Apply rate limiting before singleflight to prevent goroutine blocking on etcd timeout by Copilot · Pull Request #2841 · micro/go-micro

Copilot · 2026-02-03T06:49:35Z

At scale (4000+ pods), etcd authentication bottlenecks cause registry heartbeat failures. When services deregister, cache clears and all goroutines block in singleflight waiting for slow/failing etcd, even when stale cache is available.

Changes

Move rate limiting check before singleflight entry

Check rate limit while holding read lock
If rate-limited AND stale cache exists → return immediately
Otherwise proceed to singleflight for stampede prevention

Re-check rate limiting inside singleflight

Handles race where another goroutine just completed refresh
Prevents redundant registry calls within retry interval

Impact

Before:

// All goroutines block in singleflight, waiting for etcd timeout
c.sg.Do(service, func() {
    if rateLimited() { /* check happens here - too late */ }
    return c.Registry.GetService(service) // 5s timeout blocks everyone
})

After:

// Rate-limited goroutines with stale cache return immediately
if rateLimited() && len(staleCache) > 0 {
    return staleCache // no blocking
}
c.sg.Do(service, func() { ... }) // only non-rate-limited requests wait

Goroutines can serve stale cache without blocking on etcd timeouts during outages.

Warning

Firewall rules blocked me from connecting to one or more addresses (expand for details)

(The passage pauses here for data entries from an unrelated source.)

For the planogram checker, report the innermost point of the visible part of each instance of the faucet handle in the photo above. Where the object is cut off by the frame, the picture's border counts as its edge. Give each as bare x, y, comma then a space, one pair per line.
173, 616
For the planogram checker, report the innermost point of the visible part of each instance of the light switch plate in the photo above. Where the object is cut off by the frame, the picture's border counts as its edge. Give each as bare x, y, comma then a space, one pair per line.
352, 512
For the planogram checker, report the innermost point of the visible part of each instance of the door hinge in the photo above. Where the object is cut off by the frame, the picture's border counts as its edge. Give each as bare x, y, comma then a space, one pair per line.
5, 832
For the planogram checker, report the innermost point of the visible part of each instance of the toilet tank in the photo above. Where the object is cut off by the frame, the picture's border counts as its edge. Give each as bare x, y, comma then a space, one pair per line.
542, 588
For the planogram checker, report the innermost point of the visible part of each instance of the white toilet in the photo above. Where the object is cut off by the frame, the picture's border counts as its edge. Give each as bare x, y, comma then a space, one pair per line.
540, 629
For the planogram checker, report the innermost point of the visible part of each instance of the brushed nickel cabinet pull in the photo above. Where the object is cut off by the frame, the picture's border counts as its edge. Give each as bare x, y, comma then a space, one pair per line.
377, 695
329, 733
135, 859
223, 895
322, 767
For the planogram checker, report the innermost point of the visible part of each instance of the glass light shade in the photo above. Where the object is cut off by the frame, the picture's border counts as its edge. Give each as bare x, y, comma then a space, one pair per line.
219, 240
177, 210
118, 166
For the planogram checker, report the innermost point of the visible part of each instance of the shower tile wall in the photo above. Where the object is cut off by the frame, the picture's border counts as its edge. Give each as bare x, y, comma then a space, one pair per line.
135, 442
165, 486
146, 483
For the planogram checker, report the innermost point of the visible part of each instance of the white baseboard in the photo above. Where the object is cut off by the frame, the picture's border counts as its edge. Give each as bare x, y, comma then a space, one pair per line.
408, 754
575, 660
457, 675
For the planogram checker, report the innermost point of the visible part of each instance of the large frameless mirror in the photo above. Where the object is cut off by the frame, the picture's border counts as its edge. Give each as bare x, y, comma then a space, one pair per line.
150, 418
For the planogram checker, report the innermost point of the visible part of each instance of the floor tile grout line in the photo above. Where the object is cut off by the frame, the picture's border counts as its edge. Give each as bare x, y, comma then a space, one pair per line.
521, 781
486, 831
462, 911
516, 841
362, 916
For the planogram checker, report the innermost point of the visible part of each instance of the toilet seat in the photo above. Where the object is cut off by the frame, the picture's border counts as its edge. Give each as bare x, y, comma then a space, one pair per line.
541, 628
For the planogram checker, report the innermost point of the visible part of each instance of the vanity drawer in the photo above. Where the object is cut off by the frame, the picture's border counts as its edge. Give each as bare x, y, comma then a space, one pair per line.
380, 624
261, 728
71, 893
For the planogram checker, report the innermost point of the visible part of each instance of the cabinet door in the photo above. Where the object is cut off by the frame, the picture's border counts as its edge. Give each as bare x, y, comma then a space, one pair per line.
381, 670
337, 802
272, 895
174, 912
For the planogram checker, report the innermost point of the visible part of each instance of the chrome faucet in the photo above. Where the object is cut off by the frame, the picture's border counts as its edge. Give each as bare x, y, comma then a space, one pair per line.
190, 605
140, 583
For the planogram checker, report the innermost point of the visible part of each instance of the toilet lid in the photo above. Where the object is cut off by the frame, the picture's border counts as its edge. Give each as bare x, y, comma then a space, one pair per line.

I tried to connect to the following addresses, but was blocked by firewall rules:

224.0.0.251
- Triggering command: REDACTED, pid is -1 (packet block)

If you need me to access, download, or install something from one of these locations, you can either:

Configure Actions setup steps to set up my environment, which run before the firewall is enabled
Add the appropriate URLs or hosts to the custom allowlist in this repository's Copilot coding agent settings (admins only)

Original prompt

This section details on the original issue you should resolve

<issue_title>[BUG] etcd authentication performance issue and registry cache penetration</issue_title>
<issue_description>## Describe the bug
The backgound is that we need to enable etcd server auth due to some security concerns.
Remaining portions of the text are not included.